I am currently in my final year in NCAD, studying ceramics, which I love. Porcelain is may material of choice. I love it for it's ethereal beauty, translucent qualities and challanging properties. More info and photos coming soon, I'm waiting to get some profesional photos taken in a few weeks!
My work is strongly political and inspired by the invention of Japanese tentacle pornography.
It all began when I typed in 'tentacle' to Google Images. 90% of the images that showed up consisted of violent tentacle porn. Tentacle porn has been around for centuries, but only became hugely popular in 1980, when a Japanese animator named Maeda wanted to make an erotic anime called Urotsuki. However, at the time, Japanese law forbade anatomically explicit pornographic drawings. Illustrators were always looking for ways to get around the law, so, instead of depicting an erect penis, Maeda depicted brutal tentacles.
Moreover, it was illegal to show couples taking part in sex where the man penetrates the woman with his penis for mutual pleasure, but it was perfectly legal to show tentacle rape. This contradiction of censorship fascinated me. The restrictions on the latter substantially caused the former: the return of the repressed as huge, aggressive tentacles...and this is what I found to be most fascinating.

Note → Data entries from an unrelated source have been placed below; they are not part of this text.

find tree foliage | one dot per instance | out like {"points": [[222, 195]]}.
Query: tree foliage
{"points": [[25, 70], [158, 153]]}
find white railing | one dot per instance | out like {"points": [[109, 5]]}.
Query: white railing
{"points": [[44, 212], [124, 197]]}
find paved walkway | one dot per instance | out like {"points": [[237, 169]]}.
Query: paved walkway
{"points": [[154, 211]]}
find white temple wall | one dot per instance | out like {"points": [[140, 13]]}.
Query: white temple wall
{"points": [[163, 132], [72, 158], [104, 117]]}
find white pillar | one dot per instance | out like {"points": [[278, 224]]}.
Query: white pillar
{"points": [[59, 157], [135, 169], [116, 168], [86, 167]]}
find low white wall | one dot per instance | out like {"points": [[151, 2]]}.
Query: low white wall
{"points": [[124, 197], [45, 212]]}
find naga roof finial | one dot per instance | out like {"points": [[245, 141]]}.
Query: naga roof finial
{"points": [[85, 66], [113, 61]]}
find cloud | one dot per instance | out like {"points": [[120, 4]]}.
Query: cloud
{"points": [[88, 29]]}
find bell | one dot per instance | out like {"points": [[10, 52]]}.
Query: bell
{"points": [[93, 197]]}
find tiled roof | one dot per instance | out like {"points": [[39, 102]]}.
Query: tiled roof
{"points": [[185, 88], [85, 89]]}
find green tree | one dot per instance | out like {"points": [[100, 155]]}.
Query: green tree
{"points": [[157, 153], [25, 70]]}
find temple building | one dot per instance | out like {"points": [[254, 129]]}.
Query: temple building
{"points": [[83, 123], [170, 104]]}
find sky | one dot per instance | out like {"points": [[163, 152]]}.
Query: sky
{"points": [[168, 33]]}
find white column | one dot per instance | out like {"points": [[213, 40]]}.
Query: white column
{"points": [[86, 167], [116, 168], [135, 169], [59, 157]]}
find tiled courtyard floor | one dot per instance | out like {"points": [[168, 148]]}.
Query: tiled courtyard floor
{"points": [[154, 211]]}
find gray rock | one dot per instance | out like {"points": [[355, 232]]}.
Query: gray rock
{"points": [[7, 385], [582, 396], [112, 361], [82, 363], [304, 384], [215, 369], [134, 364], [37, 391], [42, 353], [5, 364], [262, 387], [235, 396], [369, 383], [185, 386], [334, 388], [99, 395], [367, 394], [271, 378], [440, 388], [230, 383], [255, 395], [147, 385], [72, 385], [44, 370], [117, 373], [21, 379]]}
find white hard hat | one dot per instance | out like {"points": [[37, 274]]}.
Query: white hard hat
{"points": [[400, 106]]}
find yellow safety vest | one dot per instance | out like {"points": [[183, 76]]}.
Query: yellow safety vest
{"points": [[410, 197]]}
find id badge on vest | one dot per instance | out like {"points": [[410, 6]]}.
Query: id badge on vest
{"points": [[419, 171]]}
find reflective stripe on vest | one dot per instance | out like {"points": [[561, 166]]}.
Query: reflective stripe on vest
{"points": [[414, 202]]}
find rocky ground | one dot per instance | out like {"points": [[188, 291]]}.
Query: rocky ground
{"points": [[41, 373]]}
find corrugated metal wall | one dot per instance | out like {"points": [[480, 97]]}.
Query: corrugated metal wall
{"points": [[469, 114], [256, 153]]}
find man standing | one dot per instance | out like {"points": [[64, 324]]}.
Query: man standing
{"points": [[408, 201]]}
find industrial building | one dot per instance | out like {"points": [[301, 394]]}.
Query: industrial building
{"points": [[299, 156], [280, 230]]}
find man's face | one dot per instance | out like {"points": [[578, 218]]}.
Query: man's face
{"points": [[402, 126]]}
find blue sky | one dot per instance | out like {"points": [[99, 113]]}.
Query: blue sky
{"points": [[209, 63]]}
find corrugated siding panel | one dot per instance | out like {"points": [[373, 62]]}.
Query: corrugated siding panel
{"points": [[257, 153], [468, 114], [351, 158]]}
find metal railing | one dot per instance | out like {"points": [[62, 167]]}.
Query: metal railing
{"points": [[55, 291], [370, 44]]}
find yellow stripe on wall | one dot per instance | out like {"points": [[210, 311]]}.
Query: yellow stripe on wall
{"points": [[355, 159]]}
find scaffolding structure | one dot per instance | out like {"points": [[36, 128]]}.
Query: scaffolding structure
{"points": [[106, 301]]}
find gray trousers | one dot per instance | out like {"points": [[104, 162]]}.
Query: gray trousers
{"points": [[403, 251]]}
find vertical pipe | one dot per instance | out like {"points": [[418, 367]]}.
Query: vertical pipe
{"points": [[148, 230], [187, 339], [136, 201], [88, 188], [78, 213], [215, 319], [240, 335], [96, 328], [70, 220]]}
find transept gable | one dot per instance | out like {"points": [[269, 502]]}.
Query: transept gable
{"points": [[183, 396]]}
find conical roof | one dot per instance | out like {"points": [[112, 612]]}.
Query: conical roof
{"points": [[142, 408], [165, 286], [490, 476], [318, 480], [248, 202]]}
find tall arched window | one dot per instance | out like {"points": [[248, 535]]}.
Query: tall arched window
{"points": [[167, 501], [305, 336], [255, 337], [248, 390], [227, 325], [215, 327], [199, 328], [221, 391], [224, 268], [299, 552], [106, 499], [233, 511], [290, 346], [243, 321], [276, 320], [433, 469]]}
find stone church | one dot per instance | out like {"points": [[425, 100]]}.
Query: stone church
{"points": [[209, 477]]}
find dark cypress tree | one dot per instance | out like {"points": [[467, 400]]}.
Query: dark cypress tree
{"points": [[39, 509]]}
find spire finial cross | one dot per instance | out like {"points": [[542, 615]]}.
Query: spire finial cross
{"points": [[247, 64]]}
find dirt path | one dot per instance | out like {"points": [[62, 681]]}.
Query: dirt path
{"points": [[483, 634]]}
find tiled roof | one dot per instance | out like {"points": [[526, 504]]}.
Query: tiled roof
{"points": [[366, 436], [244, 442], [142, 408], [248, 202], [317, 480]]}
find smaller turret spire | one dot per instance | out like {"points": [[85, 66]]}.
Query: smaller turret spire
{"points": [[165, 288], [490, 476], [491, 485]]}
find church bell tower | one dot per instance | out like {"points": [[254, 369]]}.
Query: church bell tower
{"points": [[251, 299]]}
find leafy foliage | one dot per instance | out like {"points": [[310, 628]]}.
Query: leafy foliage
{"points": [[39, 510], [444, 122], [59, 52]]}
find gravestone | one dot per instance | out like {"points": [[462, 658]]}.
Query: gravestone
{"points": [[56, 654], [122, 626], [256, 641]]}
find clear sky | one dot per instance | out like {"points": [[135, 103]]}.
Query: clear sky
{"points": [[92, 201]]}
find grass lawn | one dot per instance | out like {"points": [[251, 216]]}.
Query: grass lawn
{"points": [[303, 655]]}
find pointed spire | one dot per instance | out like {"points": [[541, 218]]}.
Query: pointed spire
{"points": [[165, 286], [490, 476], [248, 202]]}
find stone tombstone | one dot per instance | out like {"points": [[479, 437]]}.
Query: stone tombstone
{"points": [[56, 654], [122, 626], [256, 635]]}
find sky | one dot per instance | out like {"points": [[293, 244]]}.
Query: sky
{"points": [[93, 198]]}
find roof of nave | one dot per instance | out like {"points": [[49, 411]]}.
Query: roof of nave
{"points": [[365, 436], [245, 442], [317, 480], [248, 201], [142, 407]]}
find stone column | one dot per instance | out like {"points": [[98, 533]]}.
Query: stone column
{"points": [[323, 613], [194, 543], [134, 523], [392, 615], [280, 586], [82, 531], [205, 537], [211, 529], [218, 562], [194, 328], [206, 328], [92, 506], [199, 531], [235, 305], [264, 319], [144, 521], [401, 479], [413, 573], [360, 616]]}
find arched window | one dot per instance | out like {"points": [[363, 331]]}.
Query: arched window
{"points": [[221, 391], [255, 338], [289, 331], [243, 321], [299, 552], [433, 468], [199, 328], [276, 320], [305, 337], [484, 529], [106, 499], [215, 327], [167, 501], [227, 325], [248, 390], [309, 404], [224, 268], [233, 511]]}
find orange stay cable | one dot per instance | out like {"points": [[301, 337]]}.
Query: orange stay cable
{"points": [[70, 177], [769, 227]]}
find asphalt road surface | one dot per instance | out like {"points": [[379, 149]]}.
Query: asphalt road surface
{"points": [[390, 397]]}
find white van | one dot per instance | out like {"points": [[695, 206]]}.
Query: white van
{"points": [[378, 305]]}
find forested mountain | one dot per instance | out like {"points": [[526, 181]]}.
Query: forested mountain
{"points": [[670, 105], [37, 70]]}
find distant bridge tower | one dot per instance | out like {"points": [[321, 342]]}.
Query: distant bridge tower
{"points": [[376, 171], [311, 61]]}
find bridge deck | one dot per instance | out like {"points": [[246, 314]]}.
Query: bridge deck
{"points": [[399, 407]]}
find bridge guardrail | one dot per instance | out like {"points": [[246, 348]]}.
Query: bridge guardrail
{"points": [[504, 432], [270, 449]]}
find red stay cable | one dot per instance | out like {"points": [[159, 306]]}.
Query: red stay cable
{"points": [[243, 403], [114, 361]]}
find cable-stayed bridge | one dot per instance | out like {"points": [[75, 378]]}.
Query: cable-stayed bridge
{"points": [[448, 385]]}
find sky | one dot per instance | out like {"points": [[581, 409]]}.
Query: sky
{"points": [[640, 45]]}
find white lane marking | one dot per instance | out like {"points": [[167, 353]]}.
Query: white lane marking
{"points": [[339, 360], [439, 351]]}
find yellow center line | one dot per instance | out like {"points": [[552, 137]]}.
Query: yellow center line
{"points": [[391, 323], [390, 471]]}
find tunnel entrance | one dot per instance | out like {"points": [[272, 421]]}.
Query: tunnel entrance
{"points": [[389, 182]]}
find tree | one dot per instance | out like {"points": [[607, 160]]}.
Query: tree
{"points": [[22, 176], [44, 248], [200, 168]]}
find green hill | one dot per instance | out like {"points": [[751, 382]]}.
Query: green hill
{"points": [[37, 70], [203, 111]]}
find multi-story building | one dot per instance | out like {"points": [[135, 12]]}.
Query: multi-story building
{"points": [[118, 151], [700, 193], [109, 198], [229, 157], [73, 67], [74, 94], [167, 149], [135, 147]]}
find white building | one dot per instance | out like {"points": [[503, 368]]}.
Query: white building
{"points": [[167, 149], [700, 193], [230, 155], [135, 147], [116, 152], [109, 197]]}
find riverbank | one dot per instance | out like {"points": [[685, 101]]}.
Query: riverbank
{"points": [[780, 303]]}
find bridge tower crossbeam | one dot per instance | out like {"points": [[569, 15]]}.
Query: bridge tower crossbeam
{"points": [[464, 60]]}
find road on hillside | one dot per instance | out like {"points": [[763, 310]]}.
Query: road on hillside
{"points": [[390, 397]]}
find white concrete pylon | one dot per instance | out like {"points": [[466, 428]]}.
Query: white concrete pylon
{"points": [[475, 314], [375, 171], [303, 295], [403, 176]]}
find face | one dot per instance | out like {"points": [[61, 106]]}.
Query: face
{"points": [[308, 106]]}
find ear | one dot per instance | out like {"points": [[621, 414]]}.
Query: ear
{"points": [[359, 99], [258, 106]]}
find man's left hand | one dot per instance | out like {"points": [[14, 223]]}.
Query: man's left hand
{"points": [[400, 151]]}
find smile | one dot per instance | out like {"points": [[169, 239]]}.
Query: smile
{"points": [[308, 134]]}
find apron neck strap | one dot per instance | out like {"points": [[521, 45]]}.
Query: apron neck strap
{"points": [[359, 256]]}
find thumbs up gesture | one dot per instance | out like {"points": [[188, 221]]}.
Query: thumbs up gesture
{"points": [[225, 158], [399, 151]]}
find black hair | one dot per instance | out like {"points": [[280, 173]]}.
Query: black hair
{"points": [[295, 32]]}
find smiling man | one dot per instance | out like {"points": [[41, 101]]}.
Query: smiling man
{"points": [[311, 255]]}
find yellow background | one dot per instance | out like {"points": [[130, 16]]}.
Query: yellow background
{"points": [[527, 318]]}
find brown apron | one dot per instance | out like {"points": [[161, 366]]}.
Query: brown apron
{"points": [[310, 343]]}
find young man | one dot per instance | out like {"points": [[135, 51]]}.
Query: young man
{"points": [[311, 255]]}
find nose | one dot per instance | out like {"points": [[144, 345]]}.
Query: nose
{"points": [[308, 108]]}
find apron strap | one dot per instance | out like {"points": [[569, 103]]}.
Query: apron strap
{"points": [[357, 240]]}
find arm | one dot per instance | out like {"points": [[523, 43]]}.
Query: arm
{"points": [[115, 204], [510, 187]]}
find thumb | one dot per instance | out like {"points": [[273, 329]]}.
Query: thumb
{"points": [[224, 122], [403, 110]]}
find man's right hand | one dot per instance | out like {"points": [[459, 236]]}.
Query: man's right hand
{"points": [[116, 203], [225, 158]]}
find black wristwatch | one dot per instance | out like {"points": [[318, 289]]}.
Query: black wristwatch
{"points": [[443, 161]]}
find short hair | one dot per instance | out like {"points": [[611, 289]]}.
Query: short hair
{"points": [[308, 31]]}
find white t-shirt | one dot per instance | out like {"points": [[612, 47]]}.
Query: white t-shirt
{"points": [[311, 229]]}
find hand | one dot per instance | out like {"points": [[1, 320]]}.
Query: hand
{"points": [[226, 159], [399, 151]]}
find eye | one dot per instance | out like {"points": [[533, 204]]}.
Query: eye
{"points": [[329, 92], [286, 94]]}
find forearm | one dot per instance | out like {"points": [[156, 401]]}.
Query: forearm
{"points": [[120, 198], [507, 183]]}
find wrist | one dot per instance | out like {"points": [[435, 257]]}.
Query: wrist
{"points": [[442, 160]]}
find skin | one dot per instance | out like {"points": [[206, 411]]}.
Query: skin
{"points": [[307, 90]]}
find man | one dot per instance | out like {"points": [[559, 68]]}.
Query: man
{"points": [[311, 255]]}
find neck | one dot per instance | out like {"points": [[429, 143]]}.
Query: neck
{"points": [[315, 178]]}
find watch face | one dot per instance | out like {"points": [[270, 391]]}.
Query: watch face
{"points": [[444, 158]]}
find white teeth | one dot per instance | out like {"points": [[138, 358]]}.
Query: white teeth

The tentacles in my work symbolise sexual repression. I am very worried about contemporary sexuality, with women still derogated for acting sexual and mainstream pornography becoming more and more brutal. I pay a lot of attention to the media, which further influences my work. I use casts of my own body parts to express how this state of deformed sexuality is affecting me. Originally, for my pieces I used white earthenware clay, but now I am using very thin porcelain to achieve translucency, shadow and finer detail. The tentacles are hand built with each sucker individually placed onto the piece. I aim to create work that is both beautiful and rather disturbing and am fascinated by the conflicting reactions my work evokes; some shudder, some think it is beautiful. I also aim to provoke discussion and debate with my work on urgent issues that I find are often overlooked.